Showing posts with label Dworn. Show all posts
Showing posts with label Dworn. Show all posts

20211104

Dworns

In an interview in America in the early seventies Bolan spoke of his grand conceptual epic Children of Rarn loosely based on his 1968 writings and more properly conceived during 1970 but that had been shelved.

"It's a pretty historic story," he continued, "which was gonna be the album before Electric Warrior, a science-fiction album.

"It's about prehistoric earth before the dinosaurs were heavy creatures," he'd tell anyone who'd listen.

"There were two races of people then, the Peacelings and the Dworns. Now the Dwoms were soulless people, very bestial. Dworn is actually a two-sided word — it's a man, but it's also a machine, which in fact was a prehistoric motorbike which worked on solar power. It has solid ivory wheels, a golden base and two gazelle horns to steer it. It could go about 800mph. Anyway, there were a lot of these creatures called the Lithons ..." And so the saga continued.

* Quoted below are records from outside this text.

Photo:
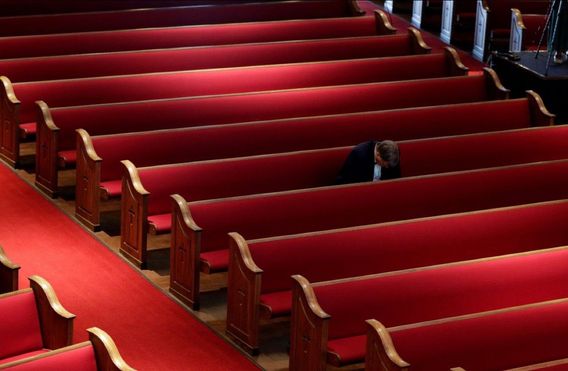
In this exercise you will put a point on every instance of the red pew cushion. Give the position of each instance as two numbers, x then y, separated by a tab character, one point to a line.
19	329
80	359
113	188
24	355
161	223
347	350
217	261
277	302
67	158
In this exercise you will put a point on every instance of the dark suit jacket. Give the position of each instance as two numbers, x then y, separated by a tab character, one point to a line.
360	164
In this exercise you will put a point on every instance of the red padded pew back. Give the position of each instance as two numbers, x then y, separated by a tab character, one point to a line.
317	168
184	36
174	16
515	337
162	114
396	246
224	81
203	57
342	206
223	141
20	331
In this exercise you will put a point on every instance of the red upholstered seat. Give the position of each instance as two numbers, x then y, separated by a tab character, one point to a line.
28	129
277	302
161	223
216	261
347	350
67	158
24	355
21	334
80	359
112	188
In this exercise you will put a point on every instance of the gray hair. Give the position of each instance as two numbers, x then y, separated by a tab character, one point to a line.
388	150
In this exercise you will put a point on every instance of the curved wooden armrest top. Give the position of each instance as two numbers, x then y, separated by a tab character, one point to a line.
107	354
244	252
9	89
44	115
85	138
181	204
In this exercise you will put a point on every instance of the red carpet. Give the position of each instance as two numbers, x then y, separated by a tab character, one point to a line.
151	331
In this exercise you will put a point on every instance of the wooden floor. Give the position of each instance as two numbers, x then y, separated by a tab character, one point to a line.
274	335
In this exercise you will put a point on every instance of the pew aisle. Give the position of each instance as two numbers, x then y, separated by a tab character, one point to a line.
151	330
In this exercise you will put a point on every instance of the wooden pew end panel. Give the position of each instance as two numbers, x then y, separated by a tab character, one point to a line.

"It was going to be our Tommy, our Sgt Pepper, our big rock opera," recalls producer Tony Visconti, who got 15 minutes of the project's key elements down on tape some time during 1971.

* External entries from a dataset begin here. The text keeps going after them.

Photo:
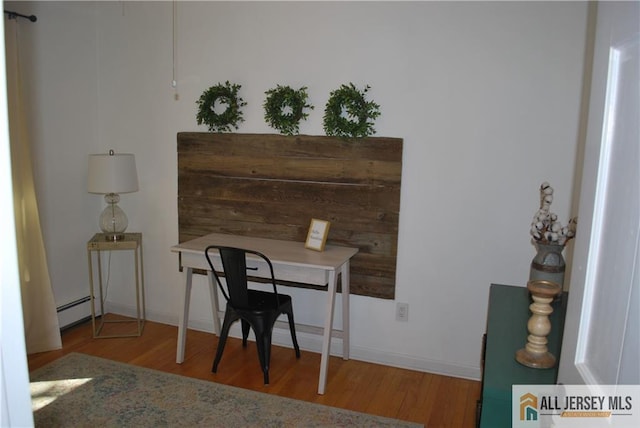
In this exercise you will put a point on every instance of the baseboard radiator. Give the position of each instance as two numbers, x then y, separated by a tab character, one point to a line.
70	305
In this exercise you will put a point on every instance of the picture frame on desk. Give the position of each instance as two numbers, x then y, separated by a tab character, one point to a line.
317	235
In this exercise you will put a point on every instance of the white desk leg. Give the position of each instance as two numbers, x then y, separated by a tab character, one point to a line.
184	315
215	307
345	310
328	329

Global Glam and Popular Music


In the book Global Glam and Pop Music Alison Blair writes about Marc Bolan. She says of Beard of Stars that it is subtitled "Some Lore from the Books of Agadinmar." and this title

frames the entire album as a repro-duction of fragments from an ancient spiritual work, which is, in itself, Bolan's own invention. The "existence" of this fictional work, then, sets up an entirely Bolan-created fantasy world. The inner sleeve of the record features a photograph of Bolan's own statuette of the Greek god Pan and is dedicated to "the Priests of Peace, all the Shepherds and Horse Lords and my Imperial Lore Liege - the King of the Rumbling Spires." Throughout, the album features references to the sun and moon, the woodlands, the earth, mountains, sea, wind, stars, and sky and includes Bolan's own mythical creation, the "Dworn" (a fighting machine mentioned in the song "Dragon's Ear"). The Dworn, the sleeve notes explain, is a "machinery of war, a bronze frame with wheels of white ivory and horns of a gazelle for steering, so sayeth Agadinmar," Bolan's own fantasy invention in a narrative of good versus evil, which is, as [Fredric] Jameson notes, a trope of the fantasy genre that reflects (in a particularly escapist way) the ideological struggles of the present.